NikoNomad / shutterstock

米宇宙開発ベンチャー、スペースXのイーロン・マスク最高経営責任者(CEO)は、人の火星への移住を支援するための野心的な計画を発表した。遠くない将来に、移住を実現させたい考えだという。

メキシコ西部グアダラハラで9月27日に行われた国際宇宙会議(IAC)でマスクは、この構想について明らかにすると共に、火星に到着する人たちを乗せた宇宙船を紹介する動画を公開した。しかし、マスクの説明には、命にかかわる重要な点に関する情報が含まれていなかった。

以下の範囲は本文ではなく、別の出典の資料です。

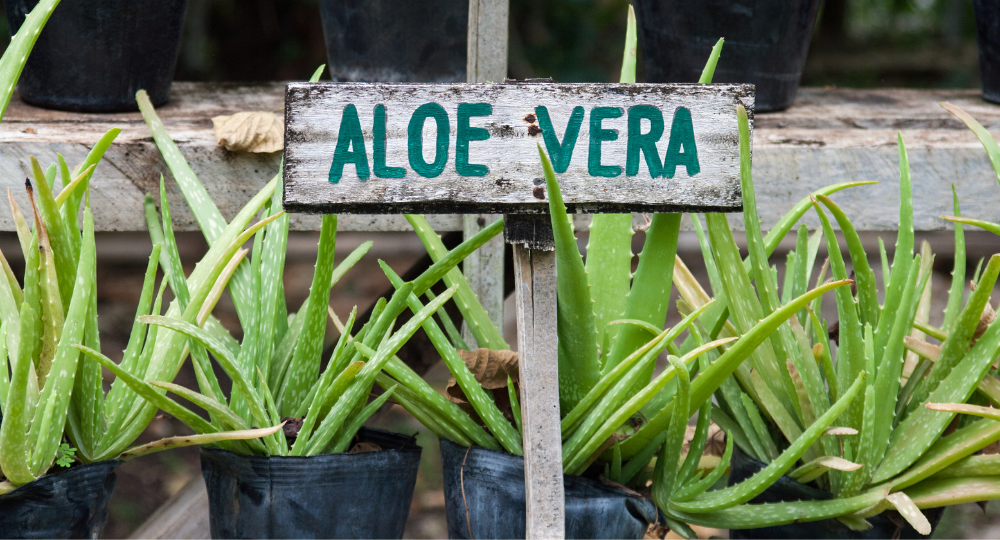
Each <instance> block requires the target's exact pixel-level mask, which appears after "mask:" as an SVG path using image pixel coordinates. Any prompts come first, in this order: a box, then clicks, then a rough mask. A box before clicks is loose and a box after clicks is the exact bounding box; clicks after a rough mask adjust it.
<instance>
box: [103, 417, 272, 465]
mask: <svg viewBox="0 0 1000 540" xmlns="http://www.w3.org/2000/svg"><path fill="white" fill-rule="evenodd" d="M284 426H285V423H284V422H282V423H281V424H279V425H277V426H274V427H269V428H261V429H247V430H241V431H221V432H219V433H203V434H200V435H178V436H177V437H168V438H166V439H160V440H158V441H153V442H151V443H147V444H144V445H142V446H137V447H135V448H130V449H128V450H126V451H124V452H122V453H121V454H119V456H118V459H120V460H121V461H129V460H132V459H135V458H137V457H141V456H145V455H149V454H153V453H155V452H162V451H164V450H170V449H172V448H183V447H185V446H198V445H204V444H212V443H218V442H221V441H233V440H245V439H257V438H260V437H267V436H269V435H273V434H275V433H277V432H278V431H280V430H281V428H283V427H284Z"/></svg>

火星にいる間、人間は何を食べることになるのだろうか?

マット・デイモン主演の映画「オデッセイ」が公開された後、自然科学・テクノロジー関連の話題を中心に伝えるニュースサイト、ライブサイエンス(Live Science)は、火星で地球と同じように農作物を育てることの難しさについて報じた。映画の中でデイモンは、火星で自分自身の排泄物を使ってジャガイモを育てる宇宙飛行士を演じた。

この映画の中で明らかになるのは、たった一つのジャガイモを育てることさえ、火星では非常に難しいということだ。さらに難しいのは、人間に提供する十分な食料を育てるためには、火星をより地球に近い惑星に変えるための多大な努力(活動)が必要だということだ(どのような活動かは不明だが)。

ライブサイエンスはこの記事の中で、「火星をテラフォーミング(地球化)することが受け入れ可能だと人間が“民族として”判断したとしても、希薄な火星の大気が酸素を多く含む生命のゆりかごになるまでには何百年もの時間がかかるだろう」と指摘している。

まずは「着陸」が重要

最も重要なことは、まず火星に到着することだとマスクは主張する。食料、あるいは木星や土星に行く方法など、その他の問題の解決方法は、後から探せばいいとの考えだ。

IACでの講演でマスクは、火星への移住計画を米西海岸地域が踏み込むこともできないほどの荒野だった当時のカリフォルニア州への開拓と定住になぞらえた。「スペースXの目標は交通システムの構築」であり、それは、「ユニオン・パシフィック鉄道の建設のようなものだ」という。